There are a number of brokers out there and - this was something that was new to us- many estate agents have an in-house broker, who you can talk to. My advice would be to meet with them to discuss your options. They will ask you some initial questions regarding your finances so that they can assess what you can afford to borrow. The first meeting is usually free of charge. When you apply for a mortgage, lenders calculate how much they’ll lend based on both your income and your outgoings – so the more you’re committed to spend each month, the less you can borrow. Under mortgage rules which came into effect in April 2014, lenders must now obey strict guidelines to check whether a borrower can afford their mortgage repayments, not just at current interest rates, but also if interest rates shot up to 6-7%! Expect to be upfront about outgoings such as gym membership, the weekly shop, childcare, car costs etc.
It is important to remember that the more you borrow the higher your monthly repayments will be. It’s no good purchasing a dream home if that dream is going to turn into a nightmare because you’re left with little money after the monthly repayment. A broker will help you confront the reality of what you can afford. Even if you choose to arrange your own mortgage it is still good to meet with a broker to get their input, so that you can be steered towards reality.
After our initial meeting and submission of documents that included payslips, ID verification, P60’s and proof of address we found a mortgage that suited us. We decided to go with a two-year fixed interest rate. The fixed rate allowed us to know exactly what our monthly repayments would be. By choosing not to go with an interest only mortgage it meant we had the satisfaction of knowing we were not only paying the interest but also the repayments, meaning that each month we were getting closer to paying off our mortgage.

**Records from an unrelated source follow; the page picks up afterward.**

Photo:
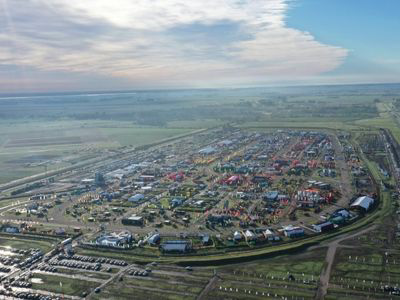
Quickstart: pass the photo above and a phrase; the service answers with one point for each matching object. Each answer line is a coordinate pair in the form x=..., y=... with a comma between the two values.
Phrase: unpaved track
x=329, y=259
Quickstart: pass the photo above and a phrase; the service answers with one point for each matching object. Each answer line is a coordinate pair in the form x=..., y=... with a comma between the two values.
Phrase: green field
x=63, y=285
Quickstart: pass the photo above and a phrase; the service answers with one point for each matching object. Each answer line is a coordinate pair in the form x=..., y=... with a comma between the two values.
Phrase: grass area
x=139, y=136
x=63, y=285
x=25, y=243
x=385, y=120
x=96, y=275
x=123, y=292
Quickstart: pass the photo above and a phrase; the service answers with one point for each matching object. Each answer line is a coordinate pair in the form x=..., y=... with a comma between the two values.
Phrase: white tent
x=364, y=202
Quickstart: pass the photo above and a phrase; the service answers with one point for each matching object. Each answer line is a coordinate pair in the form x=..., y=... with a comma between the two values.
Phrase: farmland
x=206, y=194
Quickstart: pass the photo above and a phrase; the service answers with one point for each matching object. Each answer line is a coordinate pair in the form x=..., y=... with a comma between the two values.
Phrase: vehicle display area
x=210, y=195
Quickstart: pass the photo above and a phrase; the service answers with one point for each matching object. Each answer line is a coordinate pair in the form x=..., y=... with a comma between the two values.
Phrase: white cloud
x=164, y=42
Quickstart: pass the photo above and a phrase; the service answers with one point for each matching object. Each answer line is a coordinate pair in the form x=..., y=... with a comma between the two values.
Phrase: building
x=10, y=229
x=177, y=246
x=99, y=179
x=363, y=203
x=323, y=227
x=136, y=198
x=133, y=220
x=115, y=239
x=271, y=196
x=154, y=239
x=237, y=236
x=293, y=232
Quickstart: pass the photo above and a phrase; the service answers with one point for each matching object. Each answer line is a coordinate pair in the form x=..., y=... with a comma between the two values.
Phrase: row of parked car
x=25, y=295
x=76, y=265
x=139, y=273
x=5, y=270
x=47, y=269
x=90, y=259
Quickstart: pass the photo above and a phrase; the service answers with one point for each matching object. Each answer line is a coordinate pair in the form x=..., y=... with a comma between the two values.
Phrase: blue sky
x=368, y=28
x=64, y=45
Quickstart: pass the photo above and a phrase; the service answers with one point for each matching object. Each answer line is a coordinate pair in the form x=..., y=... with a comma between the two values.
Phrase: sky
x=67, y=45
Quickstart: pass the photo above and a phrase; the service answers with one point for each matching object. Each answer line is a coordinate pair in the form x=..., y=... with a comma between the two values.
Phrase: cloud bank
x=158, y=43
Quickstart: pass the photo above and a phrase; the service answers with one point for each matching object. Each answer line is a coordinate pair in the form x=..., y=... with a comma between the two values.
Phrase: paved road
x=208, y=287
x=330, y=257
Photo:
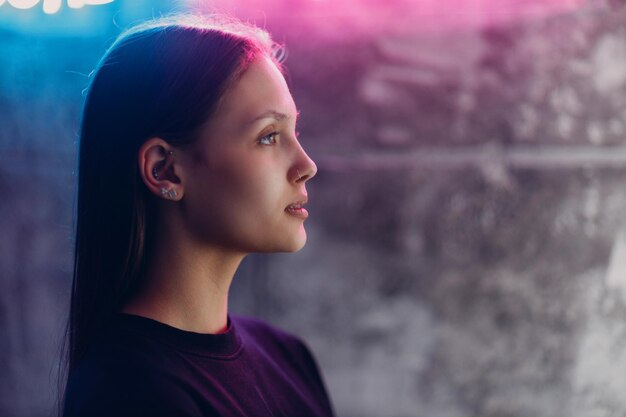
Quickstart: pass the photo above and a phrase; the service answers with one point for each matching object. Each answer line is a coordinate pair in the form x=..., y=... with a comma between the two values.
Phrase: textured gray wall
x=467, y=244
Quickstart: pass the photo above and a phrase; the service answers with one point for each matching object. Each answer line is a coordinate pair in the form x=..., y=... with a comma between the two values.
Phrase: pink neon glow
x=387, y=15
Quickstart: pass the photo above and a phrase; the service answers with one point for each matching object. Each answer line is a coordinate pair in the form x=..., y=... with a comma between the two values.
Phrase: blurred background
x=467, y=239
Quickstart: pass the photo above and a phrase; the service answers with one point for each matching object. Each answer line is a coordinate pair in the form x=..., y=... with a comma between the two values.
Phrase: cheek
x=236, y=206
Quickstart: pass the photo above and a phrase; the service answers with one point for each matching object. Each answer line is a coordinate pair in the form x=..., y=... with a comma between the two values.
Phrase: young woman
x=189, y=160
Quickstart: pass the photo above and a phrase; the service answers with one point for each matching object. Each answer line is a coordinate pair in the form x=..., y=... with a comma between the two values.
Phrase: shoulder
x=119, y=378
x=275, y=342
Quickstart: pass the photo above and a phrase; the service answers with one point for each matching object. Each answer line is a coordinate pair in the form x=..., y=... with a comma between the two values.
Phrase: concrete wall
x=467, y=237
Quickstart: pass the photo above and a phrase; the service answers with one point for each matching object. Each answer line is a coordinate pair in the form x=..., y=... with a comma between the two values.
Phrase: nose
x=303, y=168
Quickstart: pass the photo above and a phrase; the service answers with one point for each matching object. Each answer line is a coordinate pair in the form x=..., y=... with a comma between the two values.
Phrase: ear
x=158, y=169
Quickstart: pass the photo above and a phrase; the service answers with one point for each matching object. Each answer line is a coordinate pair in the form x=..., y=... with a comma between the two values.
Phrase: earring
x=170, y=194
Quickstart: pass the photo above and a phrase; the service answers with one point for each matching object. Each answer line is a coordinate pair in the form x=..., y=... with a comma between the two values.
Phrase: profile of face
x=243, y=181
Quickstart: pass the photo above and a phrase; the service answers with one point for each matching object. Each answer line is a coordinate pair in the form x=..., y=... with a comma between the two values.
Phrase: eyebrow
x=278, y=116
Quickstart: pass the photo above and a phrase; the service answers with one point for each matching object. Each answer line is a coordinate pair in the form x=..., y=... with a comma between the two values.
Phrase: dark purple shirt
x=143, y=368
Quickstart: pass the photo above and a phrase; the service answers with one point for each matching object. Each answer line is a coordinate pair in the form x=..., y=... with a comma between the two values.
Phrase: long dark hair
x=162, y=78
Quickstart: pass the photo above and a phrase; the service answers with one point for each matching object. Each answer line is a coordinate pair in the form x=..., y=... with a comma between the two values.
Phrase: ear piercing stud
x=169, y=194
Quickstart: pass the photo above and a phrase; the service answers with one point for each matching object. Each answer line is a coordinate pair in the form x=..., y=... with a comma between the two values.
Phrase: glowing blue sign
x=53, y=6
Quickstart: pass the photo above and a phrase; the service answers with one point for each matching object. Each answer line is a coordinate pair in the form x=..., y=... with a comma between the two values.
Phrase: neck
x=187, y=287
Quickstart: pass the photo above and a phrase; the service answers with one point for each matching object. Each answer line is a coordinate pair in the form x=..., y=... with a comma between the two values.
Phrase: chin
x=294, y=244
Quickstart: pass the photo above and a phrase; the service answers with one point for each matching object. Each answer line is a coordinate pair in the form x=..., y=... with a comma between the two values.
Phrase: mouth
x=297, y=209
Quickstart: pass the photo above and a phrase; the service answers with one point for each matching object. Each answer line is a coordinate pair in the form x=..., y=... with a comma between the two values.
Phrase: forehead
x=260, y=89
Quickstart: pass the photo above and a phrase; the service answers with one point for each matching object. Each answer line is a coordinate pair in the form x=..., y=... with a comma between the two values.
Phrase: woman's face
x=247, y=171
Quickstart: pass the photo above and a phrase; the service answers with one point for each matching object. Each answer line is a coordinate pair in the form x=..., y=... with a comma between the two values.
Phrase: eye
x=268, y=139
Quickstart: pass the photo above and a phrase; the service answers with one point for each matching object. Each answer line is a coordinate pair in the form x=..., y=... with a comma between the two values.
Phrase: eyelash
x=271, y=136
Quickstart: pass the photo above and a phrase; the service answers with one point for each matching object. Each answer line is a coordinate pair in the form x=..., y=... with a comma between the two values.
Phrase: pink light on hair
x=354, y=17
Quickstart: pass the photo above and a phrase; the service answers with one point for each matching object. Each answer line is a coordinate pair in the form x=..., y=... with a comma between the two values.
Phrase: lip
x=297, y=209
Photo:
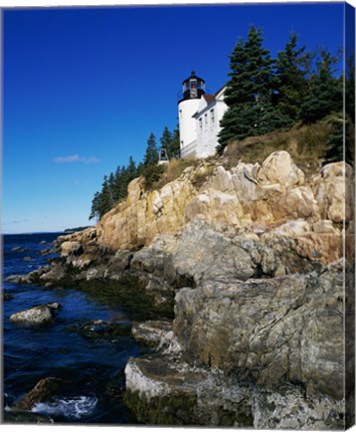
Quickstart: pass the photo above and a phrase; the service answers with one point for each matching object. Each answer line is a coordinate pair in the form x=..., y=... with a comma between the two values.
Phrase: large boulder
x=279, y=168
x=44, y=391
x=269, y=330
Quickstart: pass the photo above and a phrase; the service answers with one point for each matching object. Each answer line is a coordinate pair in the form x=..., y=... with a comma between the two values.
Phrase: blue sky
x=84, y=87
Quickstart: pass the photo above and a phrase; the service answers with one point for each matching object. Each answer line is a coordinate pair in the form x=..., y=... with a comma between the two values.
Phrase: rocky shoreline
x=242, y=281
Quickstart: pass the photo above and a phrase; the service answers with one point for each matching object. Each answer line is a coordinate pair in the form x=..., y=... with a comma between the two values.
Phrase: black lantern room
x=193, y=87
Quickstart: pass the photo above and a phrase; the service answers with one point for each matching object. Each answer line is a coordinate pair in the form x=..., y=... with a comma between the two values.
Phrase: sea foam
x=75, y=408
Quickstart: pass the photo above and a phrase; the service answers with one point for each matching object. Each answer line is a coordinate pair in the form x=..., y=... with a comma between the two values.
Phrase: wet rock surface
x=41, y=314
x=99, y=329
x=44, y=391
x=250, y=266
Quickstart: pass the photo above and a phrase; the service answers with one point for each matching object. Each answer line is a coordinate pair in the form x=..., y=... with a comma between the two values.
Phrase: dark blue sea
x=93, y=366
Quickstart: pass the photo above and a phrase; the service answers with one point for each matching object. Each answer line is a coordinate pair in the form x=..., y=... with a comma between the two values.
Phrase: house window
x=212, y=116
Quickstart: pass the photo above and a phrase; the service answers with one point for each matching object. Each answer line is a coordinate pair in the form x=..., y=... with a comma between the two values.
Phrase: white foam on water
x=74, y=408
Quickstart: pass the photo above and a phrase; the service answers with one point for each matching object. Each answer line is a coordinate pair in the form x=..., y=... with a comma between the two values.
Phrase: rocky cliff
x=249, y=262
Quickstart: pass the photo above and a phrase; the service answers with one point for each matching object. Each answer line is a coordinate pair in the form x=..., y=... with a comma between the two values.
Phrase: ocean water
x=94, y=367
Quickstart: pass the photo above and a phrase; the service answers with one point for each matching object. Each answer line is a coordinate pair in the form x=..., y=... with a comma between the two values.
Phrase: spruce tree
x=175, y=145
x=249, y=90
x=291, y=83
x=325, y=92
x=166, y=139
x=95, y=207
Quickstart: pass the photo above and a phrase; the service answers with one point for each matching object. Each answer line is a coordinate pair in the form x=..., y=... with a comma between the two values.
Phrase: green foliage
x=291, y=82
x=324, y=93
x=174, y=409
x=114, y=189
x=264, y=95
x=249, y=91
x=151, y=155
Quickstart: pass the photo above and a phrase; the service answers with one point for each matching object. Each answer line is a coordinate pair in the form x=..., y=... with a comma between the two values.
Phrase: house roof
x=209, y=99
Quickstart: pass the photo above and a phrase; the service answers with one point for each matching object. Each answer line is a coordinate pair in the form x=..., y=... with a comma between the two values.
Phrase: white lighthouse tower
x=193, y=89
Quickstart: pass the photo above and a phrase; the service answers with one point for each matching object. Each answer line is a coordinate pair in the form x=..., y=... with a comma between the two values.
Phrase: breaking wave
x=75, y=408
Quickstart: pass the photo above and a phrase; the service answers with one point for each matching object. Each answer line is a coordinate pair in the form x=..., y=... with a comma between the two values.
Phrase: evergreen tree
x=95, y=206
x=166, y=139
x=249, y=90
x=174, y=149
x=291, y=79
x=151, y=155
x=131, y=170
x=325, y=93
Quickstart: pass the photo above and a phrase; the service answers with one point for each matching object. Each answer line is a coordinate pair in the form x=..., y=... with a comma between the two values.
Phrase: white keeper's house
x=199, y=118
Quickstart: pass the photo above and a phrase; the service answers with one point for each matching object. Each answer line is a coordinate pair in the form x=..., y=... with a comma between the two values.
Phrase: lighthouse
x=188, y=104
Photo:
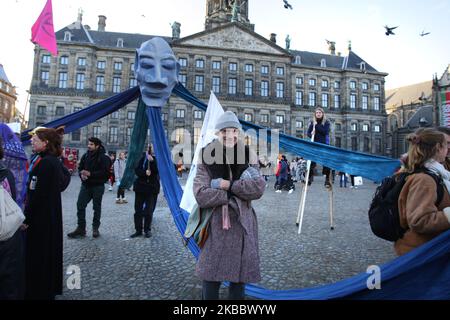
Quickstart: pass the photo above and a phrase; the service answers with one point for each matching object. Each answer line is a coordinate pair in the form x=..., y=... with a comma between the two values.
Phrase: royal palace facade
x=262, y=82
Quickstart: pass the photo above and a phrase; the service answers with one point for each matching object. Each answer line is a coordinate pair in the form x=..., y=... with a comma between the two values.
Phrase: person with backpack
x=421, y=213
x=11, y=250
x=43, y=222
x=94, y=172
x=119, y=169
x=282, y=173
x=146, y=188
x=320, y=129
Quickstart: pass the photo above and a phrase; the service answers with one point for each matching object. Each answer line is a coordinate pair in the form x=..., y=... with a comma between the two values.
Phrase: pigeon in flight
x=287, y=5
x=389, y=30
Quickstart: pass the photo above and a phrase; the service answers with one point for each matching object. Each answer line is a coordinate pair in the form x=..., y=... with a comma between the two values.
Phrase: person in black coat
x=11, y=250
x=43, y=218
x=320, y=129
x=146, y=188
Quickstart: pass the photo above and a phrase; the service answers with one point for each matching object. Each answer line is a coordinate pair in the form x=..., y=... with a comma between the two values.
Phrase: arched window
x=67, y=36
x=393, y=122
x=362, y=66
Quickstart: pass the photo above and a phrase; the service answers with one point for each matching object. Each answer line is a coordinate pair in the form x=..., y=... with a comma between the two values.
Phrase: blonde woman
x=419, y=213
x=320, y=129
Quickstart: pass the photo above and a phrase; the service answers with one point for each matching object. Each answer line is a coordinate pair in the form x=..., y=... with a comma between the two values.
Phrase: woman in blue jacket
x=320, y=129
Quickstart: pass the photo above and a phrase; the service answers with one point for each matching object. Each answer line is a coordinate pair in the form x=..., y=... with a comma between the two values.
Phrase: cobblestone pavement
x=116, y=267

Like all the other stages of buying a house, it was about research – and it will be for you too. There are so many different options and deals when it comes to mortgages (everyone seems to be after your custom as a first time buyer!) that it is advisable to find out as much as possible across a range of different sources - brokers, mortgage advisors, online sites – so as to arrive at one which one works best for you and your circumstances. A really trustworthy website is Martin Lewis’ https://www.moneysavingexpert.com, but there are others. Shop around!
Solicitors – who to choose?
Choosing a solicitor was easy for us. I work in the marketing department at Pardoes so have a relationship with the team there. Of course, they were delighted to help us complete the legal transaction on the purchase of our first home. But the same rule still applies. Choose a solicitor with a good local reputation. They will be the people who you have most contact with as you enter into the purchase stage, so it’s important to have solicitor who you feel you can trust to act in your best interests. Respect their expertise. They will know everything there is to know about property transactions. And, if they’re good, make you feel like a valued customer. At Pardoes, the Residential team are not only experts but also really care about their customers and want to help them. Take it from me. I know this from professional and personal experience.
Solicitors and Surveys
We had now instructed our solicitors (Pardoes obviously!) and looked at getting a Chartered Surveyor to view the property. After speaking with Emma from Pardoes she advised that it would be wise to have a full structural survey completed on the property because it was 150 years old. I had looked online at local surveyors and choose to go with a smaller local company. I felt they would have the time to dedicate themselves to assess our property and be invested in getting the right outcome. The downside of a structural survey is that it is so thorough that any underlying issue or defects will be uncovered. Your dream home may end up being not quite the dream home you imagined – but that reality check needs to be done. Just like your research into the neighbourhood, you need to ‘research’ the house you are buying and find out everything you can.
Of course, it’s up to you as to what survey you would like. I suggest discussing your survey choice with your surveyor and solicitor to get their advice. That’s what they’re there for – and they are the experts. And, as you will find out in the next stage of this blog, we were very glad that we did…
Survey shock of horrors
With everything in hand, we had flown to Australia for my sister’s wedding. I remember the moment with distinct clarity. We were sitting on the balcony in the glorious Sydney sunshine, sipping cocktails and showing my sister photos of our new house (most importantly, which room would be hers when she came to visit). Then the email came – to phone our surveyor as soon as possible. We did. The survey had shown the property to be full of flaws. The most immediate and worrying being the deterioration of the roof, the rendering on the walls, the high levels of damp due to recent flooding of the property and a long list of defects. Almost at the same time, we received an email from Emma stating that the initial searches conducted on the property had revealed there was a public right of way right through our garden. Sigh. No wonder we had managed to knock £7000 off the asking price. There was no other option but to pull out of the property and, at that immediate moment, move on from cocktails to gin...
But the gloom we felt soon became replaced with relief and gratitude. Our surveyor had done exactly what he was paid to do, and saved us from buying a property full of defects.